The V shape makes sense for an ideal chain with all of its mass concentrated at the midpoint (with the rest of the chain being massless).

But now consider a chain with its mass distributed over 3 points, e.g. equal masses at the quarter-way points and the midpoint. The quarter point masses will pull the V out of shape, introducing their own bends into the chain. These new bends must change the position of the midpoint mass, and by symmetry the movement must be vertical. Before we added the new masses the midpoint mass was at the lowest possible position, so adding the quarter point masses must lift the midpoint mass.

This is an easy experiment to perform, using some light thread and a few nuts (the metal ones, not the edible kind :) ).

Now subdivide the chain into 8 sections, add nuts to the midpoints of the new sections, and we'll get new bends. Repeat the process indefinitely, and we get the catenary.

Here are the first few steps of this process, calculated using Python. All of the chains in this diagram have a length of 400 units, the background squares are 10x10 units.

Some discrete catenaries

You can see the original SVG version of this diagram on GitHub.

The diagram below shows the forces acting on each of the masses. It also shows the vector sums for the points on the right side of the chain. The tension forces on each segment of the chain are directed along the chain. They must be equal and opposite, and the forces at each mass must sum to zero. By symmetry, the forces on the left side of the chain must mirror those on the right side. Note that the shape of the chain is unchanged if we scale all the forces by the same amount.

Discrete catenary, with vectors

The SVG version of this diagram is here.

For $i \ge 0$, let $(x_i, y_i)$ be the force vector pointing upwards to the right from mass $i$. Let the weight of each mass be 2 units, so the weight vector at each point is (0, -2).

At mass #$0$ we have $$(-x_0, y_0) + (x_0, y_0) = (0, 2)$$ So $y_0 = 1$

At mass #$1$ we have $$(-x_0, -y_0) + (x_1, y_1) = (0, 2)$$ So $x_1 = x_0$ and $y_1 = 2 + y_0 = 3$

For $i \gt 0$, at mass #$i$ we have $$(-x_{i-1}, -y_{i-1}) + (x_i, y_i) = (0, 2)$$ So $x_i = x_{i-1}$ and $y_i = 2 + y_{i-1}$

Thus the $x$ components of each vector $(x_i, y_i)$ on the right side of the chain are identical, and the $y$ components form the arithmetic progression 1, 3, 5, 7...

Let $r_i = \sqrt{x_i^2 + y_i^2}$, and let $s$ be the length of a chain segment.

To calculate the coordinates of each mass first choose a location $P_0$ for mass #$0$. Then $P_{i+1} = P_i + (x_i, y_i)s/r_i$

  • $\begingroup$ Comments are not for extended discussion; this conversation has been moved to chat. $\endgroup$
    – David Z
    Commented Aug 14, 2018 at 19:28

Sorry to put in my contribution so late in the proceedings, but I don't think anyone has yet presented this simple argument based on forces…

Suppose the chain did hang in a V shape.

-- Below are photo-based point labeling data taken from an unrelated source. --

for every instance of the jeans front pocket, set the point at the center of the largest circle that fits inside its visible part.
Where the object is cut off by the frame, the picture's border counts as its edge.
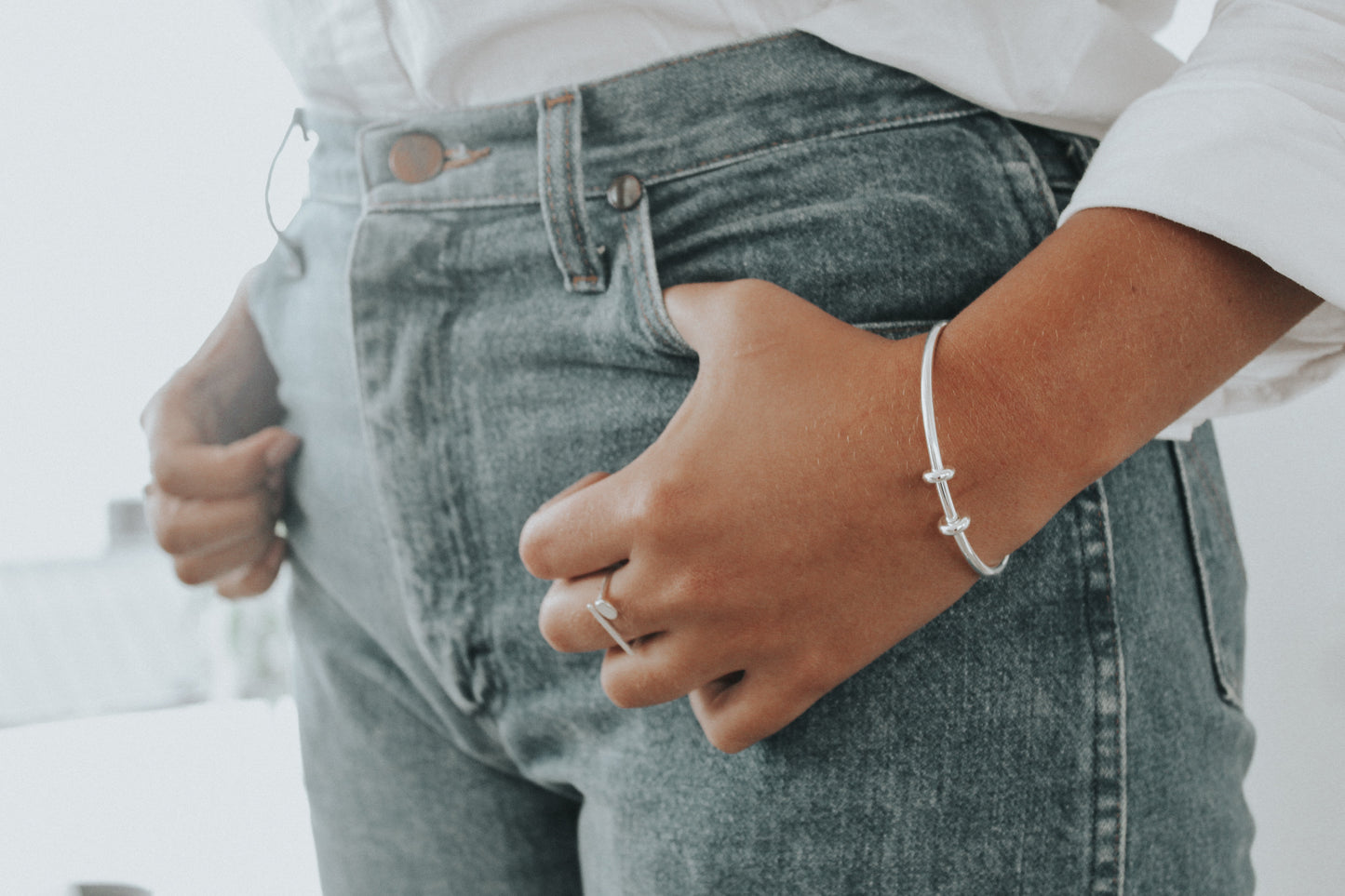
(640, 264)
(1218, 566)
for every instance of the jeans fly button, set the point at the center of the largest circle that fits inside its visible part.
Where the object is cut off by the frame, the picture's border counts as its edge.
(625, 193)
(416, 157)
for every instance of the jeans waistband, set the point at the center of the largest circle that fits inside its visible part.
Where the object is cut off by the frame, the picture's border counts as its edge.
(665, 121)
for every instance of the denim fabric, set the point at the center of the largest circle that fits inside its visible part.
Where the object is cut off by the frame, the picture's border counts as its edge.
(459, 350)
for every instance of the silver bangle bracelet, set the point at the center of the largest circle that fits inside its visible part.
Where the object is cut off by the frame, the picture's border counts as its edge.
(939, 475)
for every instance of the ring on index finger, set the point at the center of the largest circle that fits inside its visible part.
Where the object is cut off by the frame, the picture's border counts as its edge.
(603, 611)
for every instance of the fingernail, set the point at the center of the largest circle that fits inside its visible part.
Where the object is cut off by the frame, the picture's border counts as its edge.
(281, 449)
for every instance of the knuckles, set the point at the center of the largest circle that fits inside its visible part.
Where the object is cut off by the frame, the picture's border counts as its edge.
(537, 546)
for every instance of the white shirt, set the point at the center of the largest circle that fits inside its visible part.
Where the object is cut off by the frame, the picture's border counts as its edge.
(1244, 141)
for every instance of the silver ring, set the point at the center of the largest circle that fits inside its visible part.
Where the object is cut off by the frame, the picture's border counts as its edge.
(604, 611)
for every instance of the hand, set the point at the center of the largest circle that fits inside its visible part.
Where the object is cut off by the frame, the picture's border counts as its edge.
(218, 461)
(776, 537)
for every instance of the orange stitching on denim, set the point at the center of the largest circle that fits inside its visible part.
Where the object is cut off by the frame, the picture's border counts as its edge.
(462, 162)
(519, 198)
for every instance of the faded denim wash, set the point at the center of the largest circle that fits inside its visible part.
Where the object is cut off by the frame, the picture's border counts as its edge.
(455, 352)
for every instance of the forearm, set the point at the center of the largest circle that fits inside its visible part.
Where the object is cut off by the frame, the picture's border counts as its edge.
(232, 373)
(1102, 337)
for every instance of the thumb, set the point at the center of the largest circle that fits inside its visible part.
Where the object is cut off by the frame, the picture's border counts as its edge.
(694, 308)
(195, 470)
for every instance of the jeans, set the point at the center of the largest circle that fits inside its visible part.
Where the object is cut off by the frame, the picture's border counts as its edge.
(458, 349)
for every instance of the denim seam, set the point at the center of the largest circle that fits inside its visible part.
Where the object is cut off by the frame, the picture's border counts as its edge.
(1040, 196)
(1110, 787)
(849, 130)
(1208, 480)
(1028, 155)
(709, 165)
(1206, 607)
(706, 54)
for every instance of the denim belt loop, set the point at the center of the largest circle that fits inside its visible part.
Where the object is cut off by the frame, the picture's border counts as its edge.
(561, 187)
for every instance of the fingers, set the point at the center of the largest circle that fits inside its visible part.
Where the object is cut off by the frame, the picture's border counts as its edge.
(568, 626)
(737, 712)
(198, 569)
(214, 509)
(581, 530)
(191, 527)
(194, 470)
(249, 582)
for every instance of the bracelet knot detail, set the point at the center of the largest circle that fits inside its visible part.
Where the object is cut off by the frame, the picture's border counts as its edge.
(952, 525)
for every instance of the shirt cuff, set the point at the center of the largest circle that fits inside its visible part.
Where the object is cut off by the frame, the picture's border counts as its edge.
(1260, 169)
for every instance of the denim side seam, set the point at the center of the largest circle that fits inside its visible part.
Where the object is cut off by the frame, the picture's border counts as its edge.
(1100, 619)
(1027, 180)
(1227, 691)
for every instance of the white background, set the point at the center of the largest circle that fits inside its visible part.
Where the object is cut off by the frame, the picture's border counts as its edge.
(133, 145)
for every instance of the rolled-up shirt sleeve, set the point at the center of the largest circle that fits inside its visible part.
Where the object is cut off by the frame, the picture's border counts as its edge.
(1247, 142)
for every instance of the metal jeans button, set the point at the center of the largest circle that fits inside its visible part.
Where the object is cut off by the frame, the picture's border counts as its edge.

Consider a small portion P of the chain. It is acted upon by a downward force, W, of gravity and by forces tangential to the chain from neighbouring parts of the chain. Now draw a line AB through P at right angles to the chain at P, and in the plane of the chain as a whole. You'll see immediately that W has an unbalanced component along AB, so P can't be in equilibrium.

Diagram of forces

  • $\begingroup$ Comments are not for extended discussion; this conversation has been moved to chat. $\endgroup$
    – David Z
    Commented Aug 14, 2018 at 19:30

The V has a higher gravitational potential energy than the catenary does.

To see this, consider pulling down at the center of the catenary very hard. As you pull down, the chain deforms into a V. But you have to do work to pull it down, which means energy is going into the system and its center of mass is moving up. Hence the catenary has a lower center of mass.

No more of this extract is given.